How China’s politicians will respond to these studies and the citizens’ demands for cleaner air is yet to be seen.
Thai authorities induce artificial rain in Bangkok
People watch artificial rain from the comfort of their homes in Bangkok! The city’s air quality index (AQI) climbed up to a dangerous 182 on the morning of January 14, 2019. This reading was higher than those recorded in contemporary Asian cities that routinely complain of air pollution, including New Delhi and Beijing.
However, when the AQI hit 227 a few days later, the government decided to make it rain for the particulate matter to settle. Using a process called cloud-seeding, the Thai air force sprayed 3000 litres of water over the city.
Nonetheless, weak winds and fog-prone winter weather is likely to make matters worse in Bangkok, throughout January.
The Air Pollution gap
According to a 2016 report by WHO, 98% of the cities in the developing world (categorised as low- and middle-income nations) do not meet its air quality standards. The data collated by the report underscored the ‘air pollution gap’, wherein the AQI in developed countries averaged close to WHO’s prescribed standards, while in countries like India and China, the recorded particulate matter pollution levels were 10 times higher. Since the sources of pollution are often the same, the situation warrants a discussion on whether the development model that ferried the ‘developed world’ through the industrial revolution will work in a world concerned with climate justice.
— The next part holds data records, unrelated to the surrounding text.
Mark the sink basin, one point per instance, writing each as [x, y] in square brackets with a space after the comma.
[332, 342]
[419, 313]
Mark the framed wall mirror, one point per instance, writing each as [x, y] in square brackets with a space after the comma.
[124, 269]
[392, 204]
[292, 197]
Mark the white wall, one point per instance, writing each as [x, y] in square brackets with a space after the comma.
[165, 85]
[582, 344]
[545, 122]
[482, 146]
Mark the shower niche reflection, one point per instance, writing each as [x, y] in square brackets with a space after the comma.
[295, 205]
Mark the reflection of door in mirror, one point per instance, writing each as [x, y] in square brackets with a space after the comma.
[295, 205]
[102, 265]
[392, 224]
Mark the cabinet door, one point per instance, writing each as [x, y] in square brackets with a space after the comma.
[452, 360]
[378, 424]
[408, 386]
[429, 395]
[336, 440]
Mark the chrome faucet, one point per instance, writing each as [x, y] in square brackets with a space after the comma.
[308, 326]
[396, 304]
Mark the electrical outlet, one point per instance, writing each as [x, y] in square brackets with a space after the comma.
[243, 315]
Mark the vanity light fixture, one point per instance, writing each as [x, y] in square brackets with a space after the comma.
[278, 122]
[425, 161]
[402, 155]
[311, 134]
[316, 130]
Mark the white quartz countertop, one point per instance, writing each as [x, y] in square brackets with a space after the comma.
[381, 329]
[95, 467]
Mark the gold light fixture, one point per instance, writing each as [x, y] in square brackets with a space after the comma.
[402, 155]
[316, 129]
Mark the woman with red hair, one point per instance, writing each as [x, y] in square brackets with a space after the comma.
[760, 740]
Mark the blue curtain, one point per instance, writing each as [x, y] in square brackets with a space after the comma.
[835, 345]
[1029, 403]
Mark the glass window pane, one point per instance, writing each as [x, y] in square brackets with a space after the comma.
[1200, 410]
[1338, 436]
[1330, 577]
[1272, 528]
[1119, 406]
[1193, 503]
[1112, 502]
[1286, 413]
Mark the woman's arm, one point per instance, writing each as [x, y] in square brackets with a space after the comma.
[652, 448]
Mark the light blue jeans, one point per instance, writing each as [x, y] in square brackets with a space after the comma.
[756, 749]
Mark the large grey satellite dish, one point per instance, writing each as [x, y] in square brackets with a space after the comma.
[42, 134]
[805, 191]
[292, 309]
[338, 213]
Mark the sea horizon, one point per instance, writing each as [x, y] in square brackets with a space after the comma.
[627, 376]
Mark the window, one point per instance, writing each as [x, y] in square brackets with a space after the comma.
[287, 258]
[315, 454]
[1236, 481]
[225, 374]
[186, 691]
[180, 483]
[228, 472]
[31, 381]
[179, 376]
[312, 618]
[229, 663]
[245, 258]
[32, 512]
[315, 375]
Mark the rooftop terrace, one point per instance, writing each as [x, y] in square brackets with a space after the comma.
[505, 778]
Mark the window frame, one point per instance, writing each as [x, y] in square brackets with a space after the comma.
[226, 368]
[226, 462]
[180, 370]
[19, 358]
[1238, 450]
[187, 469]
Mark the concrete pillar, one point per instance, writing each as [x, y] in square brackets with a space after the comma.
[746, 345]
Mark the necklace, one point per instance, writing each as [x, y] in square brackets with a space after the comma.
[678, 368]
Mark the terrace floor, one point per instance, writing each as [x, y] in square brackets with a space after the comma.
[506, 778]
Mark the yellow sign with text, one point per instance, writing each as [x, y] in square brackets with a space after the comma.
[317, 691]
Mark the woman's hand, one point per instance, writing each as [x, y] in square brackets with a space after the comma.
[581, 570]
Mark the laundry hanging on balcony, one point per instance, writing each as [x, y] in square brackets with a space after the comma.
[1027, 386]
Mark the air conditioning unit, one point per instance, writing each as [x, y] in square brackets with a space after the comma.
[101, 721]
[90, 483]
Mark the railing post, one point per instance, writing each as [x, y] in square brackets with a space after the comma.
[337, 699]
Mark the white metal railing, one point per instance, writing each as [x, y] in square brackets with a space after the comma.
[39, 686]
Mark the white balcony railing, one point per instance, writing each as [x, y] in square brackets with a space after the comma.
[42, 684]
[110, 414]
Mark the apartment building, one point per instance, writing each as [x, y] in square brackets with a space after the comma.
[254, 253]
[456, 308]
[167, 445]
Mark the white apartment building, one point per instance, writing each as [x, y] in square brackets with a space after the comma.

After a rather disappointing COP24, many commentators and activists are closely following the World Economic Forum at Davos as they hope for meaningful discussions and outcomes regarding the twin issues of climate change and inequality.
With the effects of climate change and air pollution disproportionately being felt across the developing world, 2019 is expected to be the year of collective political action to address the same.
Tejaswi Subramanian is a senior-sub editor at Qrius.